There’s no escaping the fact that Cité Soleil has a reputation. Poor. Dirty. Violent. Googling the name turns up headlines like “The Most Dangerous Place on Earth” relating stories of horrifying gang violence during the 2004 coup that deposed President Aristide.
The residents of Cité Soleil know all too well how they are viewed. “People think 75% of Cité Soleil is full of bad, violent people – that only 25% percent of the people here are good and care about their community,” says Michel Wilgimpson, a resident of Cité Soleil. Wilgimpson is one of the organizers of the Fwa LaDiferans, an annual fair launched in 2010 by a team of community organizations: “We want to show that it is the other way around.”
Now in its fourth year, the fair is doing just that. Ti Marchans and organizations showcase local agriculture and handcrafts, and a stage at the center of the fair showcases musical and dance performances, as well as informational presentations by community health workers and other fair participants.
SOIL was honored to be invited for the first time to participate in this summer’s fair, held last weekend. Several employees manned a table demonstrating ecological sanitation, showing off SOIL’s household toilet, compost, and plants.

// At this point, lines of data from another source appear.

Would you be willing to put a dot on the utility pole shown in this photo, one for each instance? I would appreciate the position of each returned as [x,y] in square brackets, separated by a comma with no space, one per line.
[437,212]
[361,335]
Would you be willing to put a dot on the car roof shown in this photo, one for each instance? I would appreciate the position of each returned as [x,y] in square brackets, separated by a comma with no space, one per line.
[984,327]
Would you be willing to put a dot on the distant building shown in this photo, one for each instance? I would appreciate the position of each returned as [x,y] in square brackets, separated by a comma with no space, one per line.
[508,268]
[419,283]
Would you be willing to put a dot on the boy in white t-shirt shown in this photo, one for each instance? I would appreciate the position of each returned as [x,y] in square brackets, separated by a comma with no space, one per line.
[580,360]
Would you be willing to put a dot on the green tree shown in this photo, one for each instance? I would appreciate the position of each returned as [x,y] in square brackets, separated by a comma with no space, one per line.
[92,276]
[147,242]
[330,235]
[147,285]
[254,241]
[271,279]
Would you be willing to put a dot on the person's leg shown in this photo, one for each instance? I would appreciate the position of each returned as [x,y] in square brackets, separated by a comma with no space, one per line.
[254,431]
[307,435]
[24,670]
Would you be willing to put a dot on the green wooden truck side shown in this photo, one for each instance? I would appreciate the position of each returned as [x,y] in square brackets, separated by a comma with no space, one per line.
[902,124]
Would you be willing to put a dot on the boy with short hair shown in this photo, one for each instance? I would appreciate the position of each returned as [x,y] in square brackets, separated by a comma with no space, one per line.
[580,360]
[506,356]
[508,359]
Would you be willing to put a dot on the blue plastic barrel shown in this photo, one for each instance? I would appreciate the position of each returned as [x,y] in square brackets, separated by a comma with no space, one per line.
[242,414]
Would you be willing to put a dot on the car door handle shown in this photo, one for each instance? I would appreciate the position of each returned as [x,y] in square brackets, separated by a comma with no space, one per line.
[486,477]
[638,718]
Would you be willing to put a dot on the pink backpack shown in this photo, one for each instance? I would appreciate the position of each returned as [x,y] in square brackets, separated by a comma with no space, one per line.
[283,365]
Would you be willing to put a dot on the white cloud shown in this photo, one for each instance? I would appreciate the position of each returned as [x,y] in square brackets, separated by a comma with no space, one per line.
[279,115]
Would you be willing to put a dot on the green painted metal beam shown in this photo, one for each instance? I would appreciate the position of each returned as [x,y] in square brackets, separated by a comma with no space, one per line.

I met sixteen year-old Yves Valcourt as he was checking out a few of the plants displayed at the SOIL table, though he quickly assured me that he was already very familiar with what we do. “I’ve used your toilets at Sakala, so I know that you make natural fertilizer with the waste from the toilets!”
SOIL also provided four of our EkoMobil portable toilets for fair-goers to use. While I’ve written before on the many advantages of SOIL’s EkoMobil toilets, I’m happy to say that I can now personally vouch for their superiority over standard port-a-potties. (Even after two days of sitting in 100+ degree temperatures, the EkoMobil toilets were clean and pleasant!)
The fair was a great success, and SOIL was glad to be part of such an important event. As Yves said, “I’m proud that we do this every year. It brings people from other neighborhoods so they see that beautiful things can come from Citè Soleil, too.”